Ajoutons que la science et la technologie peuvent porter gravement préjudice aux systèmes sociaux et écologiques dont la vie est tributaire. Les technologies militaires peuvent ainsi servir à restreindre les libertés et la justice et les nouvelles technologies, comme les nanotechnologies ou la géoingénierie, peuvent même remettre en question la définition de l’humain. Les approches fondées sur les droits de l’homme peuvent mettre en évidence les implications éthiques des nouvelles technologies et permettre à la politique de s’adapter à l’évolution rapide de la science.
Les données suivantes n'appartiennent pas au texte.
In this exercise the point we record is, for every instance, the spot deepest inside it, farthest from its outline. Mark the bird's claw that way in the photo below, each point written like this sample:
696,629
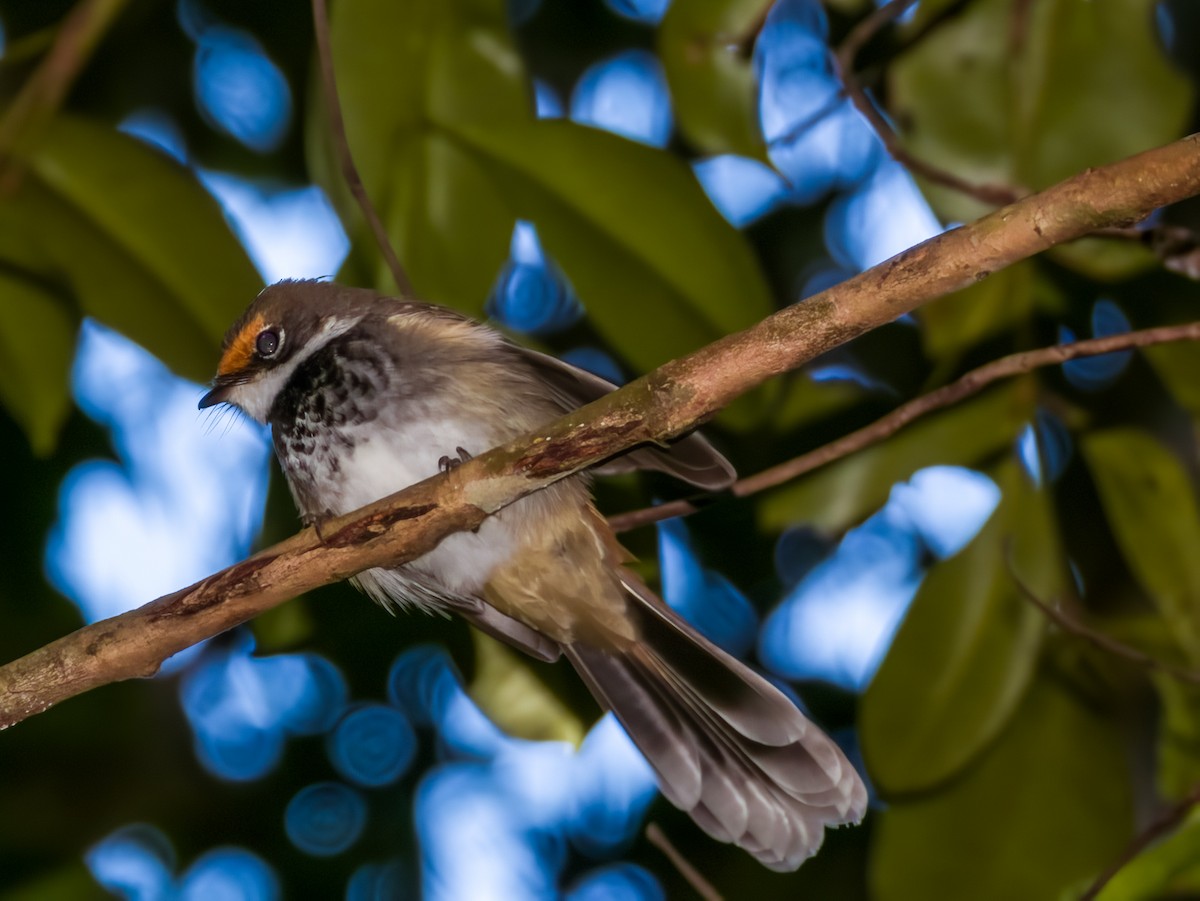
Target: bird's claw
445,462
D’un autre côté, la science et la technologie contribuent également au développement, voire au respect des droits de l’homme (encadré 2). Cela vaut aussi pour les technologies de l’information et de la communication (TIC) en leur qualité d’outils susceptibles de faciliter l’accès aux connaissances scientifiques. C’est ainsi que les TIC font évoluer rapidement la pratique de la démocratie grâce à la gouvernance électronique et aux réseaux sociaux. [17]. Mais leur utilisation peut aussi être restreinte par la censure et le sous-développement, entraînant des fossés numériques qui engendrent de nouvelles formes d’exclusion. Ce qui montre comment les approches fondées sur les droits humains peuvent sous-tendre les appels à une utilisation équitable et efficace des technologies comme les TIC.

 

Encadré 2 : Questions émergentes : Les technologies géospatiales

L’autre relation qu’entretiennent la science, la technologie et les questions des droits de l’homme tient à l’utilisation des technologies telles que les technologies géospatiales, les images satellitaires et les systèmes de positionnement géographique pour répertorier et suivre les violations des droits de l’homme. Elles permettent l’accès à des régions reculées du monde, fournissant à la fois de nouvelles informations et un puissant moyen de les communiquer pour nourrir la défense des droits de l’homme, les débats de politique ou documenter le règlement des contentieux en la matière.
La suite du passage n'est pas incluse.